Pt-based catalysts have been widely used for propane dehydrogenation to propene. However, the high reaction temperature generally induces serious sintering and agglomeration of metal species, thus leading to rapid deactivation of the catalysts. Herein, PtIn nanoclusters (NCs) encapsulated in hollow-structured silicalite-1 (designated as PtIn@S1–H) was prepared using recrystallization method. This material shows high catalytic performance in propane dehydrogenation. The propane conversion and propene selectivity reach ∼45–47.5% and ∼99%, respectively, at 547 °C at least within 167.6 h. As a result, it displays a significantly higher specific activity for C₃H₆ formation (0.37–0.59 s^–1) than Pt@S1, Pt@S1–H, and other reported Pt-based catalysts. Notably, its catalytic performance is well maintained for more than 3600 h, with propane conversion of ∼31–34% and propene selectivity of ∼91–95%, when pure propane is fed. More interestingly, this catalyst can be reused through regeneration. EXAFS, HAADF-STEM and DFT calculation, and AIMD simulation results show that hollow-structured silicalite-1 crystal morphology not only facilitates the formation of Pt₅In₃ alloy NCs but also inhibits NC aggregation and growth.

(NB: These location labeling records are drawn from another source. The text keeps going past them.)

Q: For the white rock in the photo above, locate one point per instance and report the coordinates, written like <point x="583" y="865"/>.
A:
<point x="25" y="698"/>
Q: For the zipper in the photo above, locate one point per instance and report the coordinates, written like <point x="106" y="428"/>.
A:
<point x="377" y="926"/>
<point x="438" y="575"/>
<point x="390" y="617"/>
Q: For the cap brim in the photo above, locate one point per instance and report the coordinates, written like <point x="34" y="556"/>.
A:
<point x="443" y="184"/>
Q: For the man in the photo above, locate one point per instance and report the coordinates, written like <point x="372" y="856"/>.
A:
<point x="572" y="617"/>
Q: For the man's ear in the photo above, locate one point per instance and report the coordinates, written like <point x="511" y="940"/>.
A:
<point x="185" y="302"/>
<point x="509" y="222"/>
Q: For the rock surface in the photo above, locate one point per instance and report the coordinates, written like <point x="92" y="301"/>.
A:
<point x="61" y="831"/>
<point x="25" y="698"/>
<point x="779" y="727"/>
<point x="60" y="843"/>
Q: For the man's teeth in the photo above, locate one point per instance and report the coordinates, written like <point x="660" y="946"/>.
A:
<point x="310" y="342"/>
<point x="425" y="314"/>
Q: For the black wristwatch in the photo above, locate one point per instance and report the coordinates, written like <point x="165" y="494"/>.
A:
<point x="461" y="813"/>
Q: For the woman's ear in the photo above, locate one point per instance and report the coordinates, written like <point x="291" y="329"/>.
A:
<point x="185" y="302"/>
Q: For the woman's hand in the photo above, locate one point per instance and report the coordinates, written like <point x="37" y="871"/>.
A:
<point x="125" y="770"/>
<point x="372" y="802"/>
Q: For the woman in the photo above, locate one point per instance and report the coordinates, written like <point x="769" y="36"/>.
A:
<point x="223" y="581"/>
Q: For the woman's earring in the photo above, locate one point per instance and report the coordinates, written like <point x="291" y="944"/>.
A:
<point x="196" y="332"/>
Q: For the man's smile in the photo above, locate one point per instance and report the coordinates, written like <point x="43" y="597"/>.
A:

PtIn@S1–H showed a TON ≥ 38996 in contrast to 5367, 4928, 798, and 542 obtained on PtIn@S1, PtSn@S1, PtSn/Al₂O₃, and PtIn/Al₂O₃, respectively, if the catalysts were considered to be deactivated when the propane conversion was decreased by 15%. This is because alloying of In into Pt NCs weakens the interaction of C₃H₇* intermediates with metallic Pt NCs and the adsorption of C₃H₆ on the catalyst surface, thus suppressing the C₃H₇* cleavage reaction and enhancing propane activation and propene selectivity.